Some purists may find it easy to snicker at a jazz artist who is first discovered covering a pop song. But if it was good enough for John Coltrane -- who took Broadway show tunes like "My Favorite Things" and turned them into his own radical devices -- then the practice is good enough for me. Set The Robert Glasper Experiment loose on "Smells Like Teen Spirit," and it's like a two-for-the-price-of-one proposition: You get the melody, indelible as always, but also an expanded rhythmic framework courtesy of one of the best bands working at the moment (in either hip-hop or jazz).
In the same way, hearing pianist Brad Mehldau figure his way into an old Alice in Chains chestnut or a more recent Sufjan Stevens offering is more than a parlor trick -- it helps us reinvestigate how those familiar songs operate, especially when the vocals are removed. A slightly different enjoyment is to be found when you hear an undisputed instrumental master from the pop world given a chance to stretch out in an improvised context: as when, for example, Maceo Parker leads a German big band through the Stevie Wonder hit parade.
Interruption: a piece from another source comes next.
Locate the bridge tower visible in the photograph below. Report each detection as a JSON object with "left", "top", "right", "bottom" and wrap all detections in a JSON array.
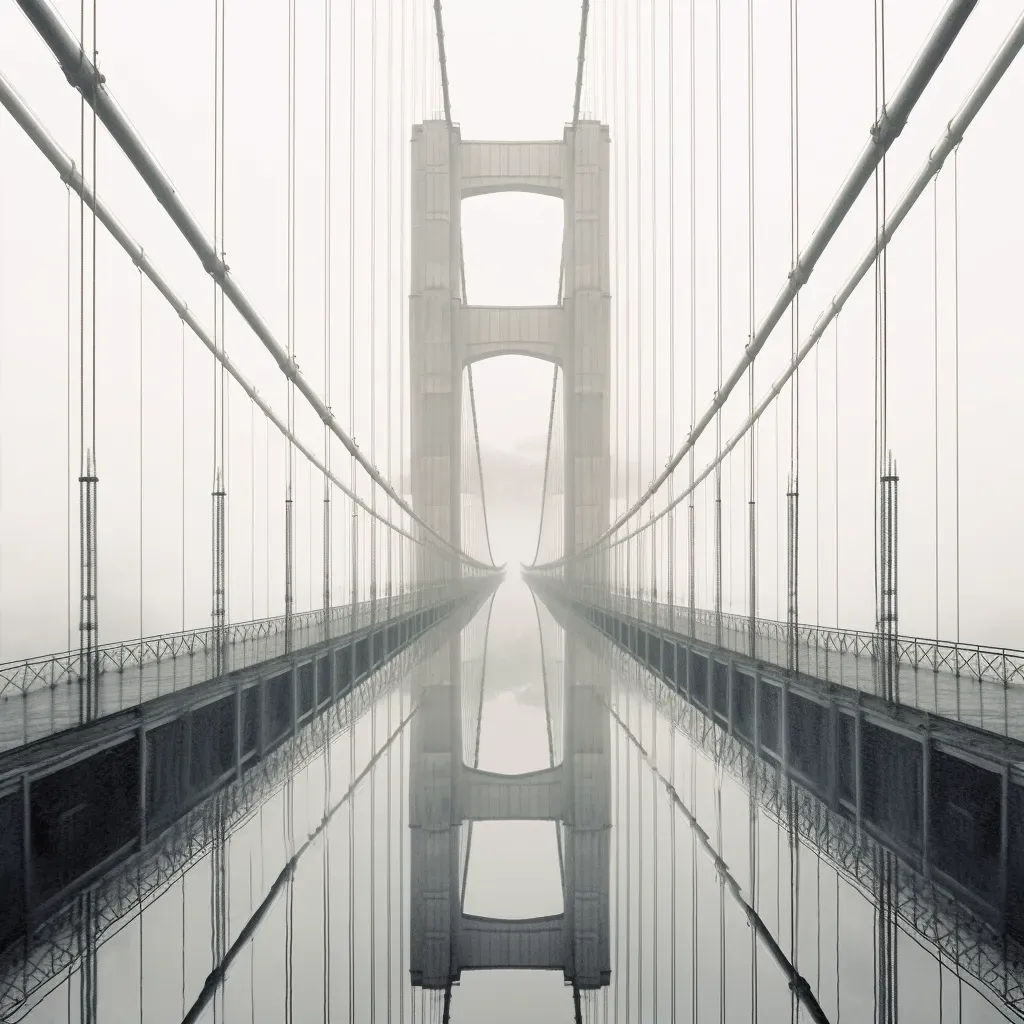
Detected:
[{"left": 408, "top": 119, "right": 611, "bottom": 992}]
Jazz vocals have their place in pop interpretation, too. In recent years, the standout example of a small jazz ensemble tackling pop songs, vocals and all, would be the The Bad Plus' For All I Care, in which the trio joined up with singer Wendy Lewis and proved they could use their technique in the service of hits from Pink Floyd, The Flaming Lips and (again) Nirvana. The playlist above takes in all these cuts and more, including that old Coltrane run through Julie Andrews territory. None of these tracks pander or condescend. All of them swing.